A cela s’ajoute un nouveau cadre de travail. En effet, l’issue du confinement, le télétravail se voit étendu au profit d’un équilibre plus juste entre vie professionnelle et vie personnelle : au cours de l’été, 45% des salariés travaillant habituellement dans des bureaux continuaient à télétravailler, contre 18% avant la crise et 65% durant le confinement. S’ils avaient le choix, près d’un salarié sur deux souhaiterait pouvoir travailler la moitié du temps au bureau, et l’autre moitié à domicile (IPSOS).
Cette nouvelle organisation du travail se reflète aussi sur l’évolution des transactions immobilières. Les citadins, plus enclins au télétravail, sont donc nombreux à s’orienter vers un cadre de vie plus calme et verdoyant. En août 2020, les recherches de logement à Paris ont reculé de 5% tandis qu’elles ont augmenté d’environ 30% pour la petite couronne, et atteignent +118% en Seine-et-Marne.

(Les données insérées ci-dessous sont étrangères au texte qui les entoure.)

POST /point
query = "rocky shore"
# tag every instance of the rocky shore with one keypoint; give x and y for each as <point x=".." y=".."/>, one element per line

Enfin, la sécurité, qui constitue le 2ème étage de la pyramide de Maslow (juste après les besoins physiologiques), reste au cœur des préoccupations du collaborateur ; et en dépit des protocoles sanitaires mis en place par les entreprises, la crainte d’une contamination est restée un frein majeur à la reprise des déplacements professionnels, accentuée par l’utilisation des outils de communication en ligne.
Voyageur 3.0
Lors du confinement, les actifs ont éprouvé les solutions de visio-conférence. Ils ont géré des contrats, piloter des projets, fédéré leurs équipes… C’est une nouvelle façon de travailler qui émerge au sein de l’entreprise, et il est illusoire d’attendre un retour à la « normale » avant plusieurs mois, voire années. Au mois de mai, la capitalisation boursière de Zoom a dépassé celle des 7 premières compagnies aériennes réunies et atteint aujourd’hui plus de 150 milliards de dollars.
Le COVID-19 a précipité notre entrée dans une nouvelle ère économique, que l’on pourrait qualifier de « quatrième révolution industrielle », caractérisée par l’importance de la technologie et de l’intelligence artificielle, mais plus que jamais conditionnée au caractère durable et responsable de nos activités.
Les grandes entreprises amorcent déjà de profondes mutations à ce sujet : suite à l’atteinte du pic d’utilisation du pétrole, les compagnies pétrolières comme BP, Shell ou encore Total ont déprécié leurs actifs de 15 à 20 millions de dollars. Les acteurs de la sphère des déplacements professionnels ont évidemment une carte à jouer pour s’inscrire dans une économie digitalisée et décarbonée réalisant des investissements (compensation CO², nouveaux outils, engagements RSE).
RSE : virage stratégique
Enfin, si l’optimisation des dépenses a longtemps été à l’ordre du jour, les dépenses consacrées aux déplacements professionnels par les entreprises se sont considérablement réduites, et c’est un nouveau sujet qui s’immisce au cœur des préoccupations des décideurs : la dimension RSE, et plus particulièrement les émissions de CO² générées par les déplacements. L’enjeu majeur pour les prochaines années va être d’envisager la mobilité des collaborateurs de façon durable et responsable.
Au sein des entreprises, on observe la mise en place progressive de plusieurs actions, parmi lesquelles :
- La collecte et consolidation les données pour avoir une vision exhaustive ;
- La définition, suivi et pilotage des indicateurs clés ;
- L’intégration de la norme ISO 20400 dans le process achats ;
- L’intégration d’une perspective RSE dans la PVE de l’entreprise ;
- Le déploiement d’outils de gamification pour favoriser l’adoption de comportements responsables et plébisciter des acteurs engagés.
Pour les TMC, frappées de plein fouet par la crise sanitaire et économique, l’intégration de solutions compatibles avec les enjeux RSE est une opportunité à saisir pour préserver l’activité, en donnant du sens et de la valeur ajoutée aux déplacements de demain.